Some of the most bonding real-life conversations I’ve had recently have been based on the admission that I am lonely, and you are lonely, and we don’t know why or what to do about it. The trouble is that this seems to be where the conversation always ends, and then we return to our faithful Friendship Substitutes. For me it’s podcasts, but for you it could be TV, books, food, drink, social media, busy work, or any of a number of other options. Those things place no demands on us, and they make us feel better for awhile, but even in the healthiest usage they don’t solve the problem.

So how is this problem solved? Once we’ve bonded over our mutual loneliness, where do we go from there?

I can’t say I know a definitive step-by-step strategy, but my instincts say we need to move toward each other. We need to cut ties with our Friendship Substitutes long enough to get hungry for the real thing, and then move toward each other - offline, in real life, where I can see your face and hear your voice and touch your hand. The world is becoming more virtual and less real all the time, but our bodies and brains are designed for what is real. Our hormones and chemicals respond to what is real. Bonding happens in the real world.

A trendy hashtag does not a community make.

Last weekend I took a self-defense class at my church. I’ve been attending services there for seven months, but had hardly met anyone at all yet. I didn’t want to go to the class because I would be alone in a room full of strangers, but I went anyway.

And they were real.

All it took was for someone to say hello and start the conversation, to make eye contact and smile, and to start practicing hand-to-hand self defense with me, and I wasn’t alone anymore. I wasn’t lonely anymore. And more than that, I rediscovered a healthy appetite to be with real people in a real setting doing real things.
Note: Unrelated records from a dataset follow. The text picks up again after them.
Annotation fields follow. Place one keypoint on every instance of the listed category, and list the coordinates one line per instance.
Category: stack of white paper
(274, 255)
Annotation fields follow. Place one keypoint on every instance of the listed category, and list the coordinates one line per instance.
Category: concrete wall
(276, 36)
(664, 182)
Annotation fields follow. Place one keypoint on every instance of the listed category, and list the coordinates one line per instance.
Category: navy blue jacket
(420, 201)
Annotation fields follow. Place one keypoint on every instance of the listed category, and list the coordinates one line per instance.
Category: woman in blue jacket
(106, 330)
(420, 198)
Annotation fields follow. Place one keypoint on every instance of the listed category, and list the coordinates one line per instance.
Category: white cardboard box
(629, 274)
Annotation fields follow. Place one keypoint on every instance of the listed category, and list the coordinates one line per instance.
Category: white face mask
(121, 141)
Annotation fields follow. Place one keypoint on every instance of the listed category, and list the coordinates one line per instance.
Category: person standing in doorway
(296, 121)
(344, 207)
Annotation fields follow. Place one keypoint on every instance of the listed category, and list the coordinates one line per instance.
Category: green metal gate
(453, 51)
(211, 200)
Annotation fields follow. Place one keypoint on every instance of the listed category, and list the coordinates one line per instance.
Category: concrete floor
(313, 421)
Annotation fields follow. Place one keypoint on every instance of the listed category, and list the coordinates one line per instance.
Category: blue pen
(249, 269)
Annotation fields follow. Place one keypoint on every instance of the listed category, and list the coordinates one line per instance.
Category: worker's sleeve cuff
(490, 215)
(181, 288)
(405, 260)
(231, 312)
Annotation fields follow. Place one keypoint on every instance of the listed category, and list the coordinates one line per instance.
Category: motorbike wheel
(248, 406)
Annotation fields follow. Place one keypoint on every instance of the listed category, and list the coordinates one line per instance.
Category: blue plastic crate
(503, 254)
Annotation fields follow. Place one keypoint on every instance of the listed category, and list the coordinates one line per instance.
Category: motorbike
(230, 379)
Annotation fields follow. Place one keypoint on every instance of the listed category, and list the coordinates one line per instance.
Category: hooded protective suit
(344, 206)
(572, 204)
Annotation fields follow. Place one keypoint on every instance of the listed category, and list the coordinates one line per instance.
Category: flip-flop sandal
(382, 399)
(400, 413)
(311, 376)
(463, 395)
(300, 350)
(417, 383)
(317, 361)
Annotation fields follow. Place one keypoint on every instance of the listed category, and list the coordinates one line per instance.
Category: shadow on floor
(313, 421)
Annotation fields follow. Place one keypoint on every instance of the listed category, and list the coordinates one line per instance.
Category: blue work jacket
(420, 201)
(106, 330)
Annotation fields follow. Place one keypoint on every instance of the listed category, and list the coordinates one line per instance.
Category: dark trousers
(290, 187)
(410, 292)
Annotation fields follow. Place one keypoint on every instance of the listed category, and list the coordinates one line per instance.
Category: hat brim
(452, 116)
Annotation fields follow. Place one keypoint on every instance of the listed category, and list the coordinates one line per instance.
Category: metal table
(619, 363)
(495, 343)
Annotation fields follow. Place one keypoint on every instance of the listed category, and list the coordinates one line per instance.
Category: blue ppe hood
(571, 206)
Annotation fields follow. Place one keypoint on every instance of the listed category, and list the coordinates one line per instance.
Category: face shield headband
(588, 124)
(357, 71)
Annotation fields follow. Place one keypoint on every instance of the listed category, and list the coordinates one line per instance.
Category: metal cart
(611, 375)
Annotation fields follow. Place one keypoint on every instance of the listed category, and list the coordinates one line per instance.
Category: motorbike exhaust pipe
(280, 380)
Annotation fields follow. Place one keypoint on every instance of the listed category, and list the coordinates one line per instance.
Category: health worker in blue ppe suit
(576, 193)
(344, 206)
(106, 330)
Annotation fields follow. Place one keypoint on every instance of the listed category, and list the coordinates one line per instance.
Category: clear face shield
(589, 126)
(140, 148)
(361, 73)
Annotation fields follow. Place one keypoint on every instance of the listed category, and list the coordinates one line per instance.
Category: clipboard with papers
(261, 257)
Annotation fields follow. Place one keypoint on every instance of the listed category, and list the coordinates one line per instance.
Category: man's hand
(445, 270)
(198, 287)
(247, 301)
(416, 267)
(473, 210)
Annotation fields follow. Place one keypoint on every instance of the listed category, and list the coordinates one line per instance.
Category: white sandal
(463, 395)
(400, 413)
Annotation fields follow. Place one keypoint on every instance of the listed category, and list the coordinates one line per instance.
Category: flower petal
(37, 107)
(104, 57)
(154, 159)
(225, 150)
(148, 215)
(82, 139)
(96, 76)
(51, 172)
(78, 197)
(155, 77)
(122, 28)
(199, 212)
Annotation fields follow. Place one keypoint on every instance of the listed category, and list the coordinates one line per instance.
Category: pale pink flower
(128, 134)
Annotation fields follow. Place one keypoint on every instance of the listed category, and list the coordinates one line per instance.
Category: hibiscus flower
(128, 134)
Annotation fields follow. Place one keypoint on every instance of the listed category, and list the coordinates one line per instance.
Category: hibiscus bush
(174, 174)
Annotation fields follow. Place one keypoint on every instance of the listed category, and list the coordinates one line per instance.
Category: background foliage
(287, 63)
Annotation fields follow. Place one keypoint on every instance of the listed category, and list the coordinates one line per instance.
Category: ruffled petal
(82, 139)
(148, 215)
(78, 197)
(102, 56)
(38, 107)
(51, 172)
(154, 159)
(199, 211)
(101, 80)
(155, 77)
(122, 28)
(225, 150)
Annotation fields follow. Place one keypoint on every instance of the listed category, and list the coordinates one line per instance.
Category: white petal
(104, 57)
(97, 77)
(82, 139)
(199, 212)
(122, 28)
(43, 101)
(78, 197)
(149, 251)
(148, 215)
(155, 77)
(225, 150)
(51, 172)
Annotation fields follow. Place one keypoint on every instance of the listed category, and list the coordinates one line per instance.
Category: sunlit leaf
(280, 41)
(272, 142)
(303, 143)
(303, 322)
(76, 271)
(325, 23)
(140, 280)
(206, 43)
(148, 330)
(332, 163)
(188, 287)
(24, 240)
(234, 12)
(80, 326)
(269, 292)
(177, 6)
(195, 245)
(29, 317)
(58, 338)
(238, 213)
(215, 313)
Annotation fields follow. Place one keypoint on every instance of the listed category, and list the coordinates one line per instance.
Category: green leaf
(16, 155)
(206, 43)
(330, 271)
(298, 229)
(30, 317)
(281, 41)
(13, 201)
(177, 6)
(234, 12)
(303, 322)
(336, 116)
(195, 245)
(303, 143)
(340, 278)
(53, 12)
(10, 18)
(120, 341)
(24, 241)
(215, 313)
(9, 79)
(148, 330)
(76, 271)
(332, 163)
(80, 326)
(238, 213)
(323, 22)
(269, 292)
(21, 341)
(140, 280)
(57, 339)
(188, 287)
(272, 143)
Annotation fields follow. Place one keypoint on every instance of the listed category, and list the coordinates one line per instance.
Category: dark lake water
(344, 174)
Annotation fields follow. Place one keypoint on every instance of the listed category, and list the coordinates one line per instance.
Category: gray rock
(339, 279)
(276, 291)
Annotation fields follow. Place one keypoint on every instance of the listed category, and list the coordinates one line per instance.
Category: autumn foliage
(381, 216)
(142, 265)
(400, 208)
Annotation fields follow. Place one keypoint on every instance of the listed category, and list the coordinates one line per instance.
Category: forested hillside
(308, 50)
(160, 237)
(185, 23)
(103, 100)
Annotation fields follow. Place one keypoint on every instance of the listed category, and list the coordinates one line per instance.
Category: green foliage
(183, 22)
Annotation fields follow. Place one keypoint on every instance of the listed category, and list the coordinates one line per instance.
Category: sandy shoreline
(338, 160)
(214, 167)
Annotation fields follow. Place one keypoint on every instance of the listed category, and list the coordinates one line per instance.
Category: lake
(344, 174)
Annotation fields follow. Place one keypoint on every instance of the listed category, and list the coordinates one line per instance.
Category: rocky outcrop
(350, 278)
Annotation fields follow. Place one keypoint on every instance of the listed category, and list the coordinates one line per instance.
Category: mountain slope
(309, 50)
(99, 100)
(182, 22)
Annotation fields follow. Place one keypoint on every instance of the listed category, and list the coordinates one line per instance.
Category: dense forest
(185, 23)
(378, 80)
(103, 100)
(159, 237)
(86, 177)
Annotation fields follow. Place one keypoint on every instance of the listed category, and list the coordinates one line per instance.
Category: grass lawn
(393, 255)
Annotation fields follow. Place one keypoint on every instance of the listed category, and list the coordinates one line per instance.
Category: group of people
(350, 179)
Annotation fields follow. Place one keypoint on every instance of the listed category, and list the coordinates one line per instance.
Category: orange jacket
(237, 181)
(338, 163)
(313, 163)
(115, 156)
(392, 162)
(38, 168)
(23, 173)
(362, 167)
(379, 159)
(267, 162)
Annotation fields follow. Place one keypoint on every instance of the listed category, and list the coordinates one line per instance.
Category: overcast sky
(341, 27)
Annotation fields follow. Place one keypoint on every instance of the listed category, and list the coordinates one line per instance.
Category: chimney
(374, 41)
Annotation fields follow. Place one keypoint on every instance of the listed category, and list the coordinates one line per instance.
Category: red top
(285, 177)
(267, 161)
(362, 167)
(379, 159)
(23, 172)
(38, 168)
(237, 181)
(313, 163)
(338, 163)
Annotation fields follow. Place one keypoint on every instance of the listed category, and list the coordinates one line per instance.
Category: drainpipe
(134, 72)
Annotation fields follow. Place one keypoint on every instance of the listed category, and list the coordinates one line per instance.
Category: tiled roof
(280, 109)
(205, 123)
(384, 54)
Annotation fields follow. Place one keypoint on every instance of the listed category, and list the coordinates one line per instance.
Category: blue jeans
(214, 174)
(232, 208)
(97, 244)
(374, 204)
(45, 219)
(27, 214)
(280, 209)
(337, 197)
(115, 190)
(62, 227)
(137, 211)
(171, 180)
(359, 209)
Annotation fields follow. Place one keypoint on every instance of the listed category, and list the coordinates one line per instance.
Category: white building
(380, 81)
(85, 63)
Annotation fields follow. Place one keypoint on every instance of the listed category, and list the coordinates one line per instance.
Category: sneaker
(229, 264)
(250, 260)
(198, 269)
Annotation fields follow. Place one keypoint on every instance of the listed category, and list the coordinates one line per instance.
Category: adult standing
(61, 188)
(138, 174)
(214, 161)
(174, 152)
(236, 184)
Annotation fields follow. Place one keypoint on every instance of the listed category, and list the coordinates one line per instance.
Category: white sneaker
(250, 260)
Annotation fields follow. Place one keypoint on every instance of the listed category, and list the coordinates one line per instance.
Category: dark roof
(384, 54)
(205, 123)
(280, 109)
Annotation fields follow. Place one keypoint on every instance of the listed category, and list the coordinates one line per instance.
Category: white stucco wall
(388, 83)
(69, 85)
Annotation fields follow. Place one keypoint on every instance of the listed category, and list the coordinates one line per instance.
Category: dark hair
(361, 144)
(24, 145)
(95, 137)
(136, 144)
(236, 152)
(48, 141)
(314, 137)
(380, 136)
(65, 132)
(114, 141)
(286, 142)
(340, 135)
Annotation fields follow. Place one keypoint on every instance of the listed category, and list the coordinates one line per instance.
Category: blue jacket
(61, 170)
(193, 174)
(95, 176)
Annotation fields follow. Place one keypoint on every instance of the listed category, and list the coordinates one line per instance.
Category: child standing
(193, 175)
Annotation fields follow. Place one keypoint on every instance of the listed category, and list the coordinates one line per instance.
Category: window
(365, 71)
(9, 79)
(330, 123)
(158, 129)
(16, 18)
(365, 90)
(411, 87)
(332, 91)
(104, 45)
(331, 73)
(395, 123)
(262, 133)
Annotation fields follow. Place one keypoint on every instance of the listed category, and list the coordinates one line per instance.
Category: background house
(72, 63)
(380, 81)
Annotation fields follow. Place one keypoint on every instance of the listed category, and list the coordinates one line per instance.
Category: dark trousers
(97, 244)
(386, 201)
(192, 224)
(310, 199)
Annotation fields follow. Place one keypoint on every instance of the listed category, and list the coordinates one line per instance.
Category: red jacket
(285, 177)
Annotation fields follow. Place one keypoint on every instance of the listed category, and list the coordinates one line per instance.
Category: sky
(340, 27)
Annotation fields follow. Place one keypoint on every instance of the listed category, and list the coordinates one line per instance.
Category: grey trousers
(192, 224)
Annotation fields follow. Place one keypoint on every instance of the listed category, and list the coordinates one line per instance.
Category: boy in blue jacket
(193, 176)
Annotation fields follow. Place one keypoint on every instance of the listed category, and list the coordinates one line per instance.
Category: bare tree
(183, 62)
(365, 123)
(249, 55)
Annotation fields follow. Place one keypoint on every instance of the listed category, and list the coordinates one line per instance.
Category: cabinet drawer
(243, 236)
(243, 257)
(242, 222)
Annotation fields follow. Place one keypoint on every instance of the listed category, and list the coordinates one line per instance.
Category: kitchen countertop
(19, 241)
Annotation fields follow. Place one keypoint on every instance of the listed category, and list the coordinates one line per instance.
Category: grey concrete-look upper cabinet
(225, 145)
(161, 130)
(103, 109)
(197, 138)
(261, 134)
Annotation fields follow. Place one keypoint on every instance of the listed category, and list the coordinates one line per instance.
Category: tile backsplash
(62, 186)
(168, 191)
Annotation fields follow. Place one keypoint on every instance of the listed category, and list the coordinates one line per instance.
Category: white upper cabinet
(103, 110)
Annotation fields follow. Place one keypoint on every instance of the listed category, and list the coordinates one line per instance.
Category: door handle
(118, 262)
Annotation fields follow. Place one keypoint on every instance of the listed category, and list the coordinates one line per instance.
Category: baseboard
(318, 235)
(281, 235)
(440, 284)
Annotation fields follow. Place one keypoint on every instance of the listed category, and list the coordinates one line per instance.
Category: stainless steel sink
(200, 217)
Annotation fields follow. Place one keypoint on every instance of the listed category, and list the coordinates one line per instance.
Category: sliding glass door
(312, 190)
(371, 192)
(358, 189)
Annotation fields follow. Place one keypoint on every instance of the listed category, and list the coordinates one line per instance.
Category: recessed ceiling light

But here’s the rub, at least for me: once we’ve moved toward one another physically, we’ll need to start moving closer emotionally. We need those few, lovely people that we’re not only in bodily proximity with, but that are near to our souls. The people who know us for who we are - good, bad, or unimaginably terrible. They’re the ones who love us exactly the same no matter how much good, bad, or unimaginably terrible we bring with us, and who - by being the light that we desperately need shed on our inner worlds - will help to enact and reveal God’s work in us.

I’m not good at this. In fact, the real reason I often have to be dragged toward any kind of real-life social situation kicking and screaming is because I really, really don’t want to move toward others emotionally. In the aftermath of a formative friendship in which my trust and vulnerability was often exploited, I am happy to pretend, for as long as I can get away with it, that I don’t have any needs at all. But in this I’m not just isolating myself; I’m involuntarily isolating those around me who do have needs, and need to know they’re not the only ones.

I think it’s time to turn off the background noise and reach toward real-life relationships with real-life people. The kind that won’t just numb out the loneliness void, but fill it up and make it whole. The internet is a marvelous thing, but as much as it connects us, it will never be able to bond us.